There are various scaling methods which can be generally classified as polynomial based methods and non-polynomial based methods [1].

Hence in this work bilinear interpolation algorithm is chosen for implementation.

Pei-Yin Chen, Chi-Yuan Lien [3] have proposed a method for implementing edge oriented image scaling processor. In their implementation, the architecture designed has seven stages. A processing rate of about 200 MHz is achieved by using TSMC 0.18-mum technology.

Francisco Cardells-Tormo and Jordi Arnabat-Benedicto [4] have implemented a digital friendly architecture of two dimensional separable convolutional algorithm for image scaling purpose.

In the architecture proposed by Lun Chen [5], low cost implementation is taken as design constraint. H. Kim, Y. Cha, and S. Kim [6] have designed curvature based interpolation method zooming digital images. J.W.Han, J.H.Ki [7] have proposed a novel bilateral filter for image zooming.

For hardware implementation polynomial based methods are generally preferred over Non-polynomial based methods due to less memory requirement and simple mathematical modeling.
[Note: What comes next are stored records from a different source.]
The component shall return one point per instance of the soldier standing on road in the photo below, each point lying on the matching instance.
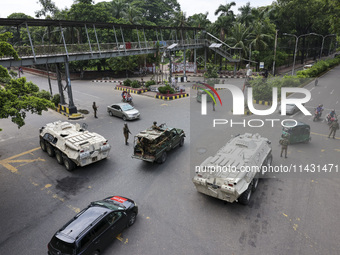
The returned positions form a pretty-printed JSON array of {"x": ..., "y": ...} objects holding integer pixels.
[
  {"x": 95, "y": 108},
  {"x": 284, "y": 145},
  {"x": 126, "y": 132},
  {"x": 140, "y": 145},
  {"x": 214, "y": 102},
  {"x": 333, "y": 127}
]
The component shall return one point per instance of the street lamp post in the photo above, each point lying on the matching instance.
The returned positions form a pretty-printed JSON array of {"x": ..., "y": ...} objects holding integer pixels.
[
  {"x": 323, "y": 40},
  {"x": 296, "y": 43}
]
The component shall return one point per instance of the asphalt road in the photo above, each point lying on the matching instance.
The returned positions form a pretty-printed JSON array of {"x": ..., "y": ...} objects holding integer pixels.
[{"x": 288, "y": 214}]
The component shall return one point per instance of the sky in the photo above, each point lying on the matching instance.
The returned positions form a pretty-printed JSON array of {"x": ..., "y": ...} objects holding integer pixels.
[{"x": 190, "y": 7}]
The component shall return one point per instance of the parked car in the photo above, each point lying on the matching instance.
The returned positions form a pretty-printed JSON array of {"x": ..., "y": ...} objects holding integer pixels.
[
  {"x": 290, "y": 109},
  {"x": 124, "y": 111},
  {"x": 91, "y": 230}
]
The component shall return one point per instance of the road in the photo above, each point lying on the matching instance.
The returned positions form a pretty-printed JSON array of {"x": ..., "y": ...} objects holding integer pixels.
[{"x": 288, "y": 214}]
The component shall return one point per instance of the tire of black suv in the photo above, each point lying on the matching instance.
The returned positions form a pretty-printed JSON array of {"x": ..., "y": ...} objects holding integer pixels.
[
  {"x": 43, "y": 144},
  {"x": 50, "y": 150},
  {"x": 132, "y": 219},
  {"x": 59, "y": 157},
  {"x": 69, "y": 164}
]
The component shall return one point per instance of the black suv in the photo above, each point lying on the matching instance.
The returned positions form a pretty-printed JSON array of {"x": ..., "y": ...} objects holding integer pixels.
[{"x": 91, "y": 230}]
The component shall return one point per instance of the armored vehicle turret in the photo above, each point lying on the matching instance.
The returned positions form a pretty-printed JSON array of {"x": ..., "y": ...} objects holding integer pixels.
[
  {"x": 153, "y": 143},
  {"x": 233, "y": 173},
  {"x": 73, "y": 145}
]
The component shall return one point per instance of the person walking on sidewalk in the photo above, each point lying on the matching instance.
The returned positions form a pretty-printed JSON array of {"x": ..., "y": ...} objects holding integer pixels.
[
  {"x": 333, "y": 127},
  {"x": 95, "y": 108},
  {"x": 284, "y": 145},
  {"x": 126, "y": 132}
]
Some of the polynomial based methods are nearest neighborhood method, bilinear interpolation, bi-cubic interpolation. Among these algorithms [8, 9], the nearest neighborhood method is the simplest and cost effective in terms of logic cells consumption in hardware implementation. But the scaled output images may consist of blocking and aliasing artifacts.
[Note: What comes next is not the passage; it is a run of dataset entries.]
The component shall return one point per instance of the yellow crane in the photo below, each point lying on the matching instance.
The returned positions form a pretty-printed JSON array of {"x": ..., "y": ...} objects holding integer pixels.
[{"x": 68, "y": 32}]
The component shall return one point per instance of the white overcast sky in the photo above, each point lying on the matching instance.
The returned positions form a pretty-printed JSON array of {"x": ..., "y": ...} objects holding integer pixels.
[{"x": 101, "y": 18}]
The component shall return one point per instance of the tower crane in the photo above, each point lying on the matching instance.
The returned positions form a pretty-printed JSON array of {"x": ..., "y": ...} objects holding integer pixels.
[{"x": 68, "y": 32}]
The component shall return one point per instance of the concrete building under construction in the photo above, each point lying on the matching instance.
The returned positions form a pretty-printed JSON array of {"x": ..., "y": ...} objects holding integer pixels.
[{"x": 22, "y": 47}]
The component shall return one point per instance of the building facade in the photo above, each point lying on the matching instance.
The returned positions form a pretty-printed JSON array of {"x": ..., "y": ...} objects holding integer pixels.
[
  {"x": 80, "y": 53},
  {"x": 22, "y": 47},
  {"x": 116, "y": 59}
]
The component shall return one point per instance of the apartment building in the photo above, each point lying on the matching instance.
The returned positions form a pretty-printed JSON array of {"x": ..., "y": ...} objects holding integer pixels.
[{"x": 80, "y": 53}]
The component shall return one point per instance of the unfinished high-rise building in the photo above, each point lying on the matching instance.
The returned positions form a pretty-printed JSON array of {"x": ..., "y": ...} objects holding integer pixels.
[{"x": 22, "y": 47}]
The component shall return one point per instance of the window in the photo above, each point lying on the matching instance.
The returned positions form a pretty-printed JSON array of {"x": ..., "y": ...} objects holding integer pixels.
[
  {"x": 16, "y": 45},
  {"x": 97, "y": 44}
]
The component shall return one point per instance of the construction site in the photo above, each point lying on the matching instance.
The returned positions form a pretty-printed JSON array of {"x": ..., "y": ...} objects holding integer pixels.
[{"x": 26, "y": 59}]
Shih-Lun Chen [10] have proposed a adaptive scaling procedure to implement zooming of image pixels.

In Bilinear interpolation, the target pixel is obtained by performing linear interpolation in both horizontal and vertical directions. By interpolating the image in this manner causes the edges of scaled image to become blurred and aliased. In order to smoothen these effects, clamp filters and sharpening spatial filters as pre filters along with an edge detector to enhance the edges are used. For real time applications, low complex image processing algorithms are needed for FPGA implementation. This algorithm demands low computing resources and less memory storage per pixel. The choice of clamp parameter C and...
sharpening value $S$ are limited by the above requirements.

The rest of the paper is organized as follows. The proposed system model is explained in Section II. The parameters chosen for achieving low area implementation are explained in Section III and simulation and synthesis results are explained in Section IV. Finally the conclusion is presented in Section V.

II. METHODOLOGY

The flow diagram of our proposed scaling algorithm is shown in figure 1.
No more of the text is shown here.